Pleasures of Life Dept.

Flowers for Mama

Beauty floating in a coffee mug

By Katherine Smith

It was 3 a.m. on Mother’s Day. I was 19, driving home from a night walking through Weymouth with a certain boy my parents didn’t know about. On my lap, I balanced a bouquet of sunflowers, picked up from a 24/7 grocery store, hoping that my mom would be so delighted to discover them in the morning that she would forget to ask me where I had been.

I parked a block away from home, tiptoed down the driveway, and carefully pulled on the squeaky kitchen door. It was locked. The noise alerted my mom’s huge German shepherd, who was even more anxious than usual with my dad working out of town. Hoping to quiet Zulu before she woke everyone up, I ran around to the back porch doors, which were indeed open, and met my mom in her camo pajamas, holding a rifle. Despite my shielding myself with her favorite flowers, Mom did indeed ask me where on earth I had been.

These days, while I still often find myself driving to my parents’ house in the middle of the night, Zulu now sleeps in their closed bedroom, and I have a front door key. Somewhere between Interstate 40 and the back roads of Seagrove, I will stop to pick up flowers for my mama. Dogwood twigs, half a dozen daffodils, or a single magnolia blossom float intoxicatingly beside me in an unwashed coffee mug on the console the whole way home.

Beauty is my mom’s love language. We five kids were raised with climbing roses, azalea coves leading to white wicker dreaming chairs, beefsteak tomatoes bursting from their cages and onto our dinner plates, antique furniture refinished from someone’s roadside trash pile, and living room walls revived each year by fresh buckets of goldenrod, sienna and merlot paint. When Mom left her only home in Moore County to follow my dad to his new job in Texas a few years back, it was with wrought-iron hanging baskets of ferns, seed packets of kitchen herbs, and buttercups hand-painted on thrifted plates. We all knew Mom was terribly homesick, but she resolutely held beauty close, and it fed her straight from her senses to her marrow.

Only when I moved thousands of miles away to Alaska did I understand this necessity of homegrown beauty. All winter, I walked in circles around the garden section of Lowe’s Hardware, just for the home smell. I bought a new houseplant nearly every weekend, ordered more seeds than I’d ever be able to plant, built a growshelf from recycled shop lights, and a small greenhouse out of PVC pipe.
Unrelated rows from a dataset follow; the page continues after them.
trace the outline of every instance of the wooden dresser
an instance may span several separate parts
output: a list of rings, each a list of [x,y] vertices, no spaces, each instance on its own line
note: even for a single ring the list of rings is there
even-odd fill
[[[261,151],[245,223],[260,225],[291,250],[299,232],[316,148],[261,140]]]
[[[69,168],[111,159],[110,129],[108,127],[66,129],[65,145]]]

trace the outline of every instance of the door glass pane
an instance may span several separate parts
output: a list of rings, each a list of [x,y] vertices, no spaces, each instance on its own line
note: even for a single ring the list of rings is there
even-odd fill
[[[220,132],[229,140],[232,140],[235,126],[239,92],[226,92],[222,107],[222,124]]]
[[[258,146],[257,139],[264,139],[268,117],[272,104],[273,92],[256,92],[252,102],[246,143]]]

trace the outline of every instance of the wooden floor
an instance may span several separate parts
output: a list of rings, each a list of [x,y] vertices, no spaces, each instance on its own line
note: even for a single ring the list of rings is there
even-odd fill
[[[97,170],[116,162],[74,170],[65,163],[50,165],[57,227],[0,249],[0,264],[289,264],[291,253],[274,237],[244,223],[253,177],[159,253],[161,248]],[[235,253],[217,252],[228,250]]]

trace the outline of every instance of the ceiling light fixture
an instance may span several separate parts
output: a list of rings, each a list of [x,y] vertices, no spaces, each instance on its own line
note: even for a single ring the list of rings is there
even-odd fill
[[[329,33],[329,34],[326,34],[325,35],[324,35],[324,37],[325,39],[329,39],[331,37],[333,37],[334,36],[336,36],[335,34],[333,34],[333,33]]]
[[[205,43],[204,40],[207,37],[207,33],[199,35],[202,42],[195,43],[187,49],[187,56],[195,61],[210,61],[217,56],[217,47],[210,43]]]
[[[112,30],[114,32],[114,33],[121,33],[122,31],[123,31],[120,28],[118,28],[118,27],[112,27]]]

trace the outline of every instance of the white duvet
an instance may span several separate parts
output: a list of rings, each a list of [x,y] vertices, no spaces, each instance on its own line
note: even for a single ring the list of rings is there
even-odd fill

In the place where stark independence met the nostalgia of being cared for, I grew my first garden. Along with hardy Swiss chard and kale, I planted the marigolds I grew up with, trained sugar snap peas up willow tepees, and, against all odds, grew a few small tomatoes and jalapeños in my little greenhouse. When my first zucchini bulged from its papery yellow blossom and into my palm, my life was changed. I saw, as my mother must have years ago, that flowers are a necessary beauty, the archetype of potential, the very perpetuation of new, green, life. I saw my mother, just as she must have seen hers, in a pregnant bloom.

This Mother’s Day finds Mom and me both back in our Carolina home soil. In my small garden, I am growing up again, reared by the beauty that is my mother’s literal namesake. Motherwort spreads its bitter calm with blessed mint-family invasiveness. Matricaria chamomilla grows tall and feathery, “the herb for babies of all ages,” as my teacher likes to say. And when I get on the highway in the middle of the night to drive a few short hours into her arms, my mama no longer asks me where I’ve been. She just embraces me, as we have both learned to do with perennials on the first day of summer, and says, “I’m so glad you came.”  PS

Katherine Smith grew up swinging from ivy vines and hunting water lilies in Pinebluff, N.C. She’s returned to North Carolina to study clinical herbalism at the Eclectic School of Herbal Medicine in Lowgap, calling Ireland and Alaska home in the interim.